A variation of this theme would be to kill the addExtraRules and use a list utility in the declarations:

public class FooDomainObject {

    private static FooDomainObjectBinding b = new FooDomainObjectBinding();
    private static DefaultRules rules = new DefaultRules();
    private static Rule titleNotNull = rules.ref(new NotNullRule(b.title()));
    private static Rule saneDateRule = rules.ref(new SaneDateRule(b.start(), b.end()));

    public FooDomainObject() {
        FooDomainObject.rules.copyTo(this);
    }

    public void disableTitleRule() {
        this.removeRule(FooDomainObject.titleNotNull);
    }

    // ... title, start, stop getters & setters ...
}

// ... sometime later ...
fooDomainObject.disableTitleRule();

This:

  • Adds another static variable (rules)

  • Makes the rule declaration longer as we pass the rule reference through the ref method to keep track of it

But, nicely:

  • Removes the addExtraRules and rules being referenced in multiple places

A Scala Alternative

And, actually, since two-way binding is not required, Scala’s call-by-name functionality would work here:

class FooDomainObject {
  addRule(new NotNullRule(title))

  // ... title ...
}
   
class NotNullRule[T](value: => AnyRef) implements Rule[T] {
  def validate(T instance) = {
    if (value == null) {
      // ... add error ...
    }
  }
}

However, this has one major trade-off:

  • Passing title as call-by-name only lets us get the value–both annotations and bindgen also allow access to the name of the property for inclusion in error messages (e.g. “title is required”–with call-by-name, you don’t actually know it’s called “title”).

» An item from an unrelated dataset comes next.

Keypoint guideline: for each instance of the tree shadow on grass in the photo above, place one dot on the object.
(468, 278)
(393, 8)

    I think having the attribute name is required, so we’d have to pass another string parameter:

    class FooDomainObject extends BaseClassWithAddRulesEtc {
      addRule(new NotNullRule("title", title))
    }
    

But, even then, that’s pretty slick and lightweight. If scala’s call-by-name had something like “set-by-name” to make it two-way, and perhaps throw in a getName() for good measure, it would easily trump the need for bindgen-like hacks.

Wrapping Up

I’ve been coming around on annotations. But I do like to be contrary and just highlight that they are not the only solution for specifying business rules against domain objects. Having had the success with it in the past, I’m currently partial to staying with object-based approaches to validation rules.